EDITOR’S NOTE: Contributing columnist, Steve Nicklas, expresses his views and insights on various topics in Marketplace column.
___STEVE’S MARKETPLACE ___
Fernandina Beach has earned another distinction that places it within the top five percent of the cities in Florida.
Of all the cities in the state, only five percent (or one out of 20) raised its property tax rate this year and also borrowed a significant amount of money. This is according to the Florida League of Cities, which tracks this sort of thing.
This is a dubious distinction. Maybe Fernandina Beach officials know something that other city officials don’t, or maybe not. Either way, local officials are following a tax-and-spend, borrow-and-spend approach.
As a justification, some local commissioners have cited the internal investment of $80 million that the Omni Amelia Island Plantation will make into its property. This is indeed an investment (new hotel rooms, a new ballroom, etc.) because it will provide an anticipated return — by creating additional revenues streams.
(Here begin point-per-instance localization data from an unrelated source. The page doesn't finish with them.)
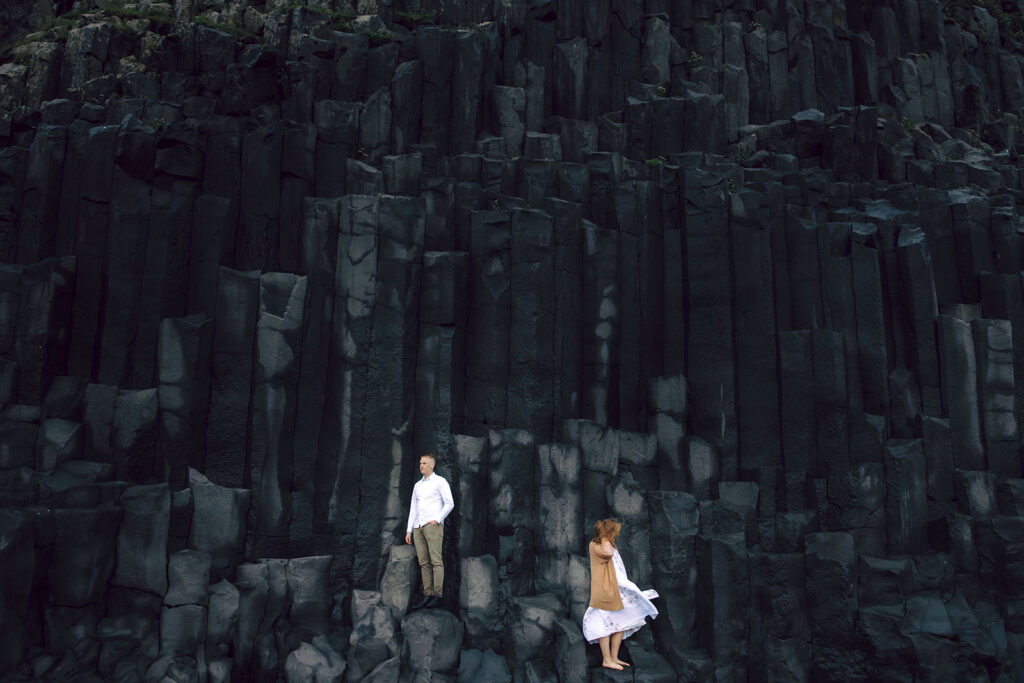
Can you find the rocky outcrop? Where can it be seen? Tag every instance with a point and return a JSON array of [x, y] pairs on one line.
[[744, 275]]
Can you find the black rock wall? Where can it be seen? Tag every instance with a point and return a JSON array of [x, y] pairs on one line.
[[744, 275]]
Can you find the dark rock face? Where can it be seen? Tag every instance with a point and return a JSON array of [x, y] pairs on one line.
[[745, 276]]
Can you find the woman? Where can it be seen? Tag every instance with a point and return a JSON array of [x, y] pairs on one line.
[[617, 607]]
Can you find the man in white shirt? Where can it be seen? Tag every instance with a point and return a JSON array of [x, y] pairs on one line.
[[431, 504]]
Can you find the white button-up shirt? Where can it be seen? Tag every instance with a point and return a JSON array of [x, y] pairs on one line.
[[431, 502]]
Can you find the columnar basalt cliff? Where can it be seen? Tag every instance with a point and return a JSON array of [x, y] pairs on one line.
[[744, 274]]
Fernandina Beach commissioners raised the property tax rate because it will generate about the same amount of revenues as prior years (as property values have fallen). While families and businesses are cutting back and doing more with less, city officials felt entitled to hold the line.
In addition, new projects costing more than $5 million and as much as $15 million in borrowed money will produce virtually no tax revenues (these are a revitalized post office building, a new library, a new waterfront park, opening Alachua Street, and improving the crossings at Front Street).
This is a major difference between what the Omni is doing and what city officials are planning. And, by the way, the city is borrowing its money through taxes and levies on the public; the Omni is using private funds.
Meanwhile, city officials point out that borrowing costs are low right now, and that they are seizing this opportunity to borrow. This is like a family receiving a credit card offer in the mail to borrow $100,000 at a very low rate. A responsible family throws this offer in the trash, not because the rate is unattractive — but because you have to pay the money back, with interest.
Government officials on the national level on down to the local level are not grasping this concept right now. Borrowing money feels good at the time, but not during the 30 years it takes to pay it back.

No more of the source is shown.